人はどっしり落ち着き、秀麗に裾野を延ばす姿に安定と安心を感じるらしい。
斯くして○○富士は全国に散らばり、地域のシンボルとなり、その数は枚挙に暇がない。
群馬にあって富士山はある種特別な羨望の対象となることがある。
平野部など県内の多くの地域では関東山地が盾となり、ほとんど富士山は見えない。
赤城・榛名など、ある程度標高のある山に登らなければ見えないのである。
だからそのような山に登ると、なに気にほとんど無意識に筆者など探したりする。
真っ先に富士山を指し示したりすれば、「ホントだー!」と感謝されたりするのだ。
毎日のように見ている地域の人達からは想像出来ないだろうな。
しかしそんな本家富士山を、筆者は決して登ろうなどとは思わない。
所詮伝え聞く範囲からの想像には違いないのだが、一生見るだけで終わる山のトップであることにもはや疑いの余地はない。

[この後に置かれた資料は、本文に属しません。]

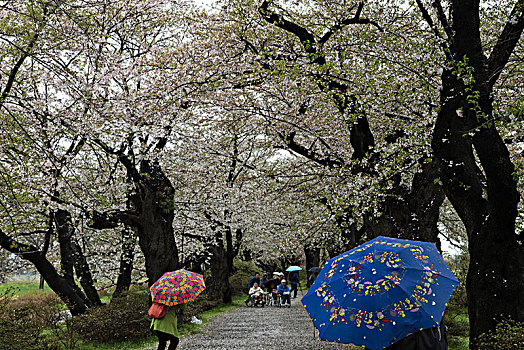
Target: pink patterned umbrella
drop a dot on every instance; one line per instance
(177, 287)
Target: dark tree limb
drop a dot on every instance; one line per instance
(328, 161)
(113, 219)
(506, 42)
(354, 20)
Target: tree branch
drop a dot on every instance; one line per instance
(309, 154)
(354, 20)
(506, 42)
(107, 220)
(306, 38)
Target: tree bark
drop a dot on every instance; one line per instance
(151, 217)
(485, 197)
(71, 295)
(156, 237)
(127, 257)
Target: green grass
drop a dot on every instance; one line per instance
(184, 330)
(458, 343)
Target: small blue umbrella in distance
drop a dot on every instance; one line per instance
(294, 268)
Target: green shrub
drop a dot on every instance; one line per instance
(244, 270)
(124, 318)
(508, 335)
(26, 321)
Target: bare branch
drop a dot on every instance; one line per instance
(506, 42)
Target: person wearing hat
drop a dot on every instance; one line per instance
(285, 293)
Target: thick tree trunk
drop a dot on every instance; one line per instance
(127, 257)
(151, 217)
(65, 231)
(485, 197)
(71, 295)
(83, 273)
(312, 255)
(486, 201)
(154, 202)
(219, 286)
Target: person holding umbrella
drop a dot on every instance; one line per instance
(173, 289)
(166, 329)
(284, 292)
(294, 278)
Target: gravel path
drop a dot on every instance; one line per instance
(268, 328)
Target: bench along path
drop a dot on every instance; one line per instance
(267, 328)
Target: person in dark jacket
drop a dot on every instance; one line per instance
(253, 280)
(284, 292)
(293, 281)
(434, 338)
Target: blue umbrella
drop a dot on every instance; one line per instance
(293, 268)
(380, 292)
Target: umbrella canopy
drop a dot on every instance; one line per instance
(294, 268)
(380, 292)
(177, 287)
(272, 283)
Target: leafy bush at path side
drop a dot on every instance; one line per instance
(122, 319)
(24, 321)
(508, 335)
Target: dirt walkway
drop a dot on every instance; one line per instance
(268, 328)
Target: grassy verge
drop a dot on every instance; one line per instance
(21, 288)
(185, 329)
(458, 343)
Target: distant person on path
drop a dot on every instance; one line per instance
(257, 293)
(263, 280)
(166, 329)
(284, 292)
(293, 280)
(253, 280)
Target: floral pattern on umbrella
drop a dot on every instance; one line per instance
(380, 292)
(177, 287)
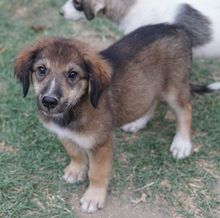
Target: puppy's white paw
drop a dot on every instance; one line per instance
(180, 148)
(75, 172)
(93, 200)
(135, 126)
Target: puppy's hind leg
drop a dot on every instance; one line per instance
(77, 170)
(140, 123)
(181, 146)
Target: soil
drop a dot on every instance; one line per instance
(116, 208)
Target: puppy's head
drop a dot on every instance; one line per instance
(63, 72)
(82, 9)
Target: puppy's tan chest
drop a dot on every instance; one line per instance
(86, 141)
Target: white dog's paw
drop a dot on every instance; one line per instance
(93, 200)
(135, 126)
(75, 172)
(180, 148)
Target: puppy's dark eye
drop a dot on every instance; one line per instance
(41, 70)
(78, 5)
(72, 75)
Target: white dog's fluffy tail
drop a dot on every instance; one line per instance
(205, 88)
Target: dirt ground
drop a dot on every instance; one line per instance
(116, 208)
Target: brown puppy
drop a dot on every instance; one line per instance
(82, 95)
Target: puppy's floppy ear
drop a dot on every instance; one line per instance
(99, 76)
(92, 10)
(24, 63)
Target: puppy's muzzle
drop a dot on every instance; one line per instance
(49, 102)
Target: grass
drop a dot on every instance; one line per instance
(32, 159)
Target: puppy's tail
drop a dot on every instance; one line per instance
(200, 89)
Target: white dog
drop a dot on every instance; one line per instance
(201, 19)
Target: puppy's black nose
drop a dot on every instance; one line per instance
(61, 12)
(49, 102)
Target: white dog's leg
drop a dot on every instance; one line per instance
(140, 123)
(181, 146)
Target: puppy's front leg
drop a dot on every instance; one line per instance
(77, 170)
(100, 167)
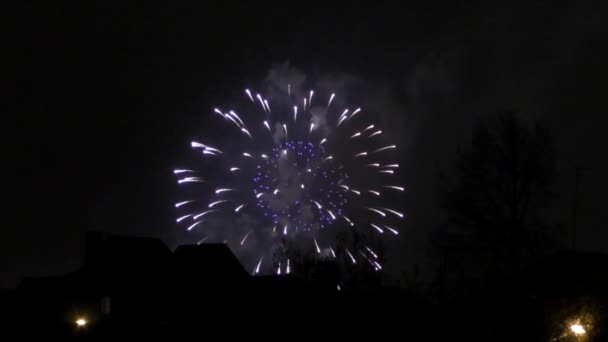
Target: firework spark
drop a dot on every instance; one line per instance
(291, 176)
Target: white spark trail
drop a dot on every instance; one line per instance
(211, 205)
(244, 130)
(385, 148)
(352, 258)
(180, 219)
(257, 268)
(400, 188)
(249, 94)
(372, 252)
(401, 215)
(331, 99)
(237, 117)
(194, 225)
(394, 231)
(202, 214)
(349, 221)
(177, 205)
(267, 106)
(261, 101)
(377, 228)
(178, 171)
(245, 238)
(375, 133)
(190, 180)
(219, 191)
(381, 213)
(317, 246)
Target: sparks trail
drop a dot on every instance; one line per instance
(289, 177)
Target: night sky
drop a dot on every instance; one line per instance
(102, 100)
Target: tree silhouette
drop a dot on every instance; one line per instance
(497, 188)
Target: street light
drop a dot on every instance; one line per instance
(81, 322)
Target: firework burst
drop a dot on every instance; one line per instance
(289, 169)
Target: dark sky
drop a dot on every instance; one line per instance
(102, 99)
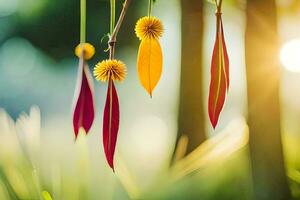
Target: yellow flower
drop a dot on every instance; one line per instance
(114, 69)
(149, 28)
(87, 49)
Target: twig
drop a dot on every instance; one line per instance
(113, 38)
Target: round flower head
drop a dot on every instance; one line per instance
(87, 49)
(148, 28)
(114, 69)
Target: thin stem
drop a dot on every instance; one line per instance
(82, 21)
(149, 8)
(112, 15)
(113, 37)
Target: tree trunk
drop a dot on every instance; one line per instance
(263, 75)
(191, 112)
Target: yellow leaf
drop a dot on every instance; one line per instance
(149, 63)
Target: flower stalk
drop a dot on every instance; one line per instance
(82, 21)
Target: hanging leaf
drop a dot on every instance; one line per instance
(219, 76)
(110, 123)
(149, 63)
(83, 115)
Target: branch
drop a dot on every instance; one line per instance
(113, 38)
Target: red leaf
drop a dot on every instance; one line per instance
(219, 76)
(83, 115)
(111, 123)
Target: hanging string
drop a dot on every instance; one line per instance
(82, 21)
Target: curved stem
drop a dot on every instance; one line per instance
(112, 15)
(82, 21)
(113, 37)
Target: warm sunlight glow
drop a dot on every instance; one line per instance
(290, 55)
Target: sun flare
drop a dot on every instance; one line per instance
(290, 55)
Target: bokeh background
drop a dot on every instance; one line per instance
(38, 68)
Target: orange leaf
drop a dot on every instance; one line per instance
(149, 63)
(219, 76)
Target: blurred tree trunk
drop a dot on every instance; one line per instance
(263, 75)
(191, 112)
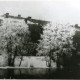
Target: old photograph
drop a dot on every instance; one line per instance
(40, 39)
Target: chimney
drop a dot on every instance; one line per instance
(19, 16)
(7, 15)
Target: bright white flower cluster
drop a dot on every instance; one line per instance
(10, 28)
(57, 37)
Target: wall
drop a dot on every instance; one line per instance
(33, 61)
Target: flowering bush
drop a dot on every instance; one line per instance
(57, 40)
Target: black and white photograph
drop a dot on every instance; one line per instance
(40, 39)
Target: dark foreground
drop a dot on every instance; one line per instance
(40, 73)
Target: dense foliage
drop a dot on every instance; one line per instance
(57, 42)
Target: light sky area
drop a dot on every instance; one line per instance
(59, 11)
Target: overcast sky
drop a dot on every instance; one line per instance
(60, 11)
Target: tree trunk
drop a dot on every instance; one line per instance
(21, 61)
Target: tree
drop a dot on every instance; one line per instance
(13, 34)
(56, 42)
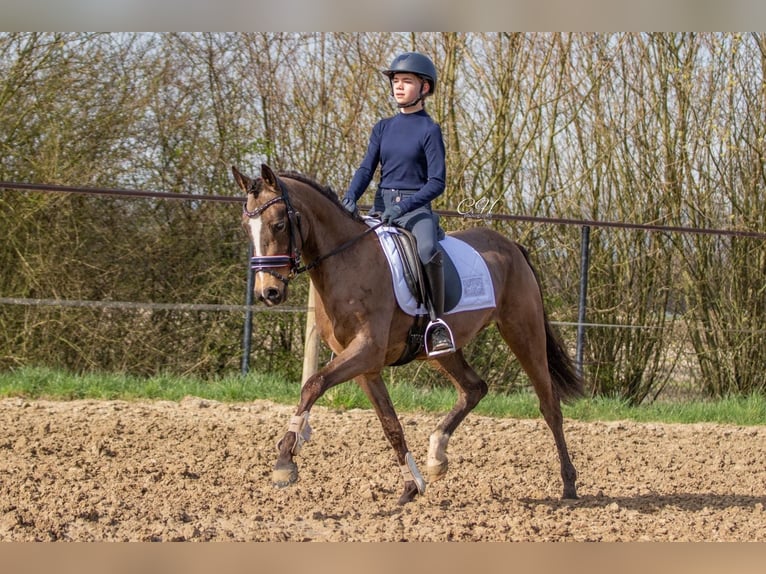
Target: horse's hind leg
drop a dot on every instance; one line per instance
(471, 389)
(376, 391)
(526, 338)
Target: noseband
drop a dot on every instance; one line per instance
(268, 263)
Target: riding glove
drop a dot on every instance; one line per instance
(391, 213)
(349, 204)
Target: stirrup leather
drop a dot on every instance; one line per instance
(430, 327)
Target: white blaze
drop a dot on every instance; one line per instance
(255, 233)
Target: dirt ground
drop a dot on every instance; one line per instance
(201, 471)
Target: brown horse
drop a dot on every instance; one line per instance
(289, 217)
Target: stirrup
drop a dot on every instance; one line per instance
(430, 327)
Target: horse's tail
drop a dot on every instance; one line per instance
(566, 380)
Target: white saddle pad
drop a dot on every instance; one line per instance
(477, 289)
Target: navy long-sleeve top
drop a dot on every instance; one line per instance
(410, 151)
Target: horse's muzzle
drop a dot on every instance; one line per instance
(272, 296)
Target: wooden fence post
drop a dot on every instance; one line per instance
(311, 342)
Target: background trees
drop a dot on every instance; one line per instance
(664, 129)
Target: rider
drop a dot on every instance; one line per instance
(410, 151)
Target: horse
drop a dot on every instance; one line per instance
(289, 216)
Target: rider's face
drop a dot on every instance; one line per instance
(407, 87)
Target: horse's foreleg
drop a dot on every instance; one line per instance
(471, 389)
(376, 391)
(343, 368)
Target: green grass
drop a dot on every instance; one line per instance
(44, 383)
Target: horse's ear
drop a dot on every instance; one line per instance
(269, 177)
(242, 180)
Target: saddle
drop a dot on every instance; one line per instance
(412, 270)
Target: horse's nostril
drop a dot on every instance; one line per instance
(272, 295)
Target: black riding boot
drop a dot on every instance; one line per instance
(438, 335)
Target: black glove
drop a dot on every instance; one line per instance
(391, 213)
(348, 204)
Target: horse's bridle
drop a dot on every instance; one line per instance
(268, 263)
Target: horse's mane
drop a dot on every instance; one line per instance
(325, 190)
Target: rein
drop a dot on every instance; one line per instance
(268, 263)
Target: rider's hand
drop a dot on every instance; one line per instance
(349, 204)
(391, 213)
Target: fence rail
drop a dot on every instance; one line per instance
(249, 308)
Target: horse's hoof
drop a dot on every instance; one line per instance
(409, 494)
(570, 494)
(285, 476)
(436, 471)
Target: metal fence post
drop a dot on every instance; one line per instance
(584, 264)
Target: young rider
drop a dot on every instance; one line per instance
(409, 149)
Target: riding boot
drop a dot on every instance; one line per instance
(438, 335)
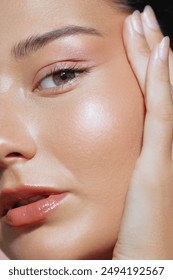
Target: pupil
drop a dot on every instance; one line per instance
(63, 76)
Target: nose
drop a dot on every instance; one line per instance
(16, 142)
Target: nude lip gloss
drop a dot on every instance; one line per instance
(34, 212)
(26, 205)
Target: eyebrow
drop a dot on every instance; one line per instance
(36, 42)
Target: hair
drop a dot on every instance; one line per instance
(162, 8)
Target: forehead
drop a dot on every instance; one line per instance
(37, 15)
(20, 19)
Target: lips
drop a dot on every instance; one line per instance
(27, 205)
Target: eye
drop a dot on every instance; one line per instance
(59, 79)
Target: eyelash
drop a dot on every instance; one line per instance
(58, 70)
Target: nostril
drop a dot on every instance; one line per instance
(14, 155)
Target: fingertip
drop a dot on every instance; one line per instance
(163, 49)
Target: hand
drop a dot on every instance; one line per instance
(146, 230)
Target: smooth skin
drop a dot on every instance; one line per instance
(147, 226)
(143, 228)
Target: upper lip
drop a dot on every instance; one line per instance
(9, 197)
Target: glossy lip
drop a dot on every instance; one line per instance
(31, 213)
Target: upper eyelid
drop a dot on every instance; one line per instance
(49, 69)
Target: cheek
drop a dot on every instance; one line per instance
(100, 135)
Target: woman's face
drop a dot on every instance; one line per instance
(77, 132)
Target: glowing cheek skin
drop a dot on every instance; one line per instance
(93, 119)
(5, 83)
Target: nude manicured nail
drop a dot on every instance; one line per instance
(136, 22)
(164, 48)
(150, 18)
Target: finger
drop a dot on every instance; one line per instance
(153, 33)
(158, 128)
(136, 46)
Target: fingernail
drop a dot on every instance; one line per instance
(164, 48)
(136, 22)
(150, 18)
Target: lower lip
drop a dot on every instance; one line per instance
(33, 213)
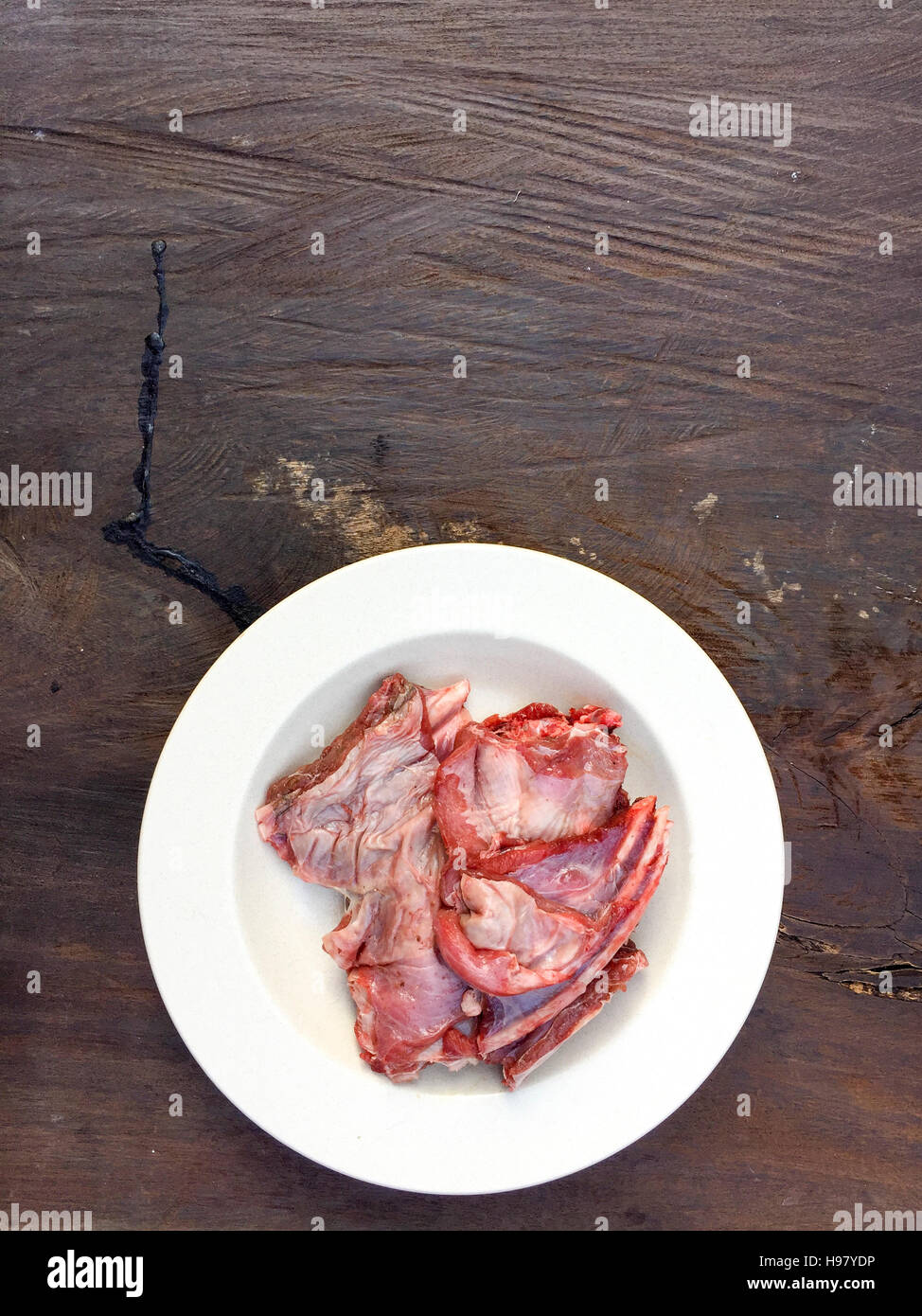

その姿同様変化に乏しい単調な登りと、人だけが往来し動植物に乏しい(っていうか森林限界以上ではほとんどない)山ではちょっと・・・・^^;
たとえ日本一の標高でも、天下一のご来光が望めようとも、その過程は筆者にとって苦痛以外の何者でもない。
筆者は何より状況の変化を楽しむ人間なのだ。
結果よりも過程が楽しいのである。
バリエーションなら1時間後、1分後、1秒後、何が起こるか分からない。
だから神経を行き渡らせ、時には全身に緊張を強いる。
それはしかし疲労でもストレスでもなく、筆者にとってワクワクドキドキの高揚感をもたらすもの。
なのに富士登山では・・・・
せめて2〜3時間で登れれば我慢も出来るが?
見ていい山、富士山。
遠くから眺めていい山、富士山。